No one spoke against him, but if he had hoped for support, no one gave that, either. The commander observed coldly, “All this could have been avoided if you’d had the good sense to leave her at home, Halloran.”
That statement seemed to give Vev permission to be angry again. He leaped up from where he had been cradling Raven, wringing a yelp from the boy as he jostled him in passing. He advanced on the scout, hands hanging loose at his side, his knees slightly bent, and all knew that at the slightest provocation, he would fling himself on the man. “It’s all your fault!” he growled at him. “All your fault, bringing that girl to town and letting her loose to wander, tempting these lads.” Then, his voice rising to a shout, “You ruined my boy! That jaw don’t heal right, he’ll never go for a soldier! And then what’s left for him, I want to know? The good god decreed he’d be a soldier; the sons of soldiers is always soldiers. But you, you’ve ruined him, for the sake of that half-breed hinny!” The man’s fists shook at the end of his arms, as if a mad puppeteer were tugging at his strings. I feared that at any second they would come to blows. By common accord, men were moving back, forming a ring. The scout glanced once, sideways, at the commander. Then he gently set his daughter behind him. I looked about wildly, seeking shelter for myself, but my father was on the opposite side of the circle and not even looking at me. He stared at the commander, his face stiff, waiting, I knew, for him to give the orders that would bring these men to heel.
He did not. The soldier swung at the scout. The scout leaned away from the swing and hit Vev twice in the face in quick succession. I thought he would go right down. I think the scout did too, but Vev had deliberately faked his awkwardness and accepted the blows to bring Halloran to him. The scout had misjudged him, for the soldier now struck him back, an ugly blow, his fist coming fast and hard, to strike the scout solidly in the midsection and push up, under his ribs. The blow lifted Halloran off his feet and drove the wind out of him. He clutched at his opponent as he came down and staggered forward, and Vev hammered in two more body blows.
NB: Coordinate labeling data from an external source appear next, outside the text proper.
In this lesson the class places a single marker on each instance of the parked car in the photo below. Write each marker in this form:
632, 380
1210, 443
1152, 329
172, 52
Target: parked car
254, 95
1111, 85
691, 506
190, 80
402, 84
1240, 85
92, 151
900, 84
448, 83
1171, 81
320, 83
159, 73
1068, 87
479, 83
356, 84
They were solid, meaty hits. The girl gave a small scream and cowered, covering her face with her hands as her father’s eyes rolled up. Vev laughed aloud.
He fell to his own trick. The scout was not close to falling; he suddenly came to life again. He fisted Vev in the face, a solid crack. Vev gave a high breathless cry. Halloran took him down with a sweep of his foot that knocked Vev’s feet from under him and sent him sprawling in the dirt. Several men in the crowd shouted aloud at that, and surged forward. Vev wallowed in the dust for a moment, then curled up on his side, hands to his face. Blood streamed between his fingers. He coughed weakly.
“Halt!” The commander finally intervened. I do not know why he had waited so long. His face had gone dark with blood; this was not something any commander wanted happening at his post. Halloran might be only a scout, but he was a noble’s soldier son and an officer all the same. Surely the commander could not have deliberately permitted a common soldier like Vev to strike him. From somewhere, uniformed soldiers had appeared. The aide had gone to fetch them, I suddenly saw. Backed by his green-coated troops, the commander issued terse orders.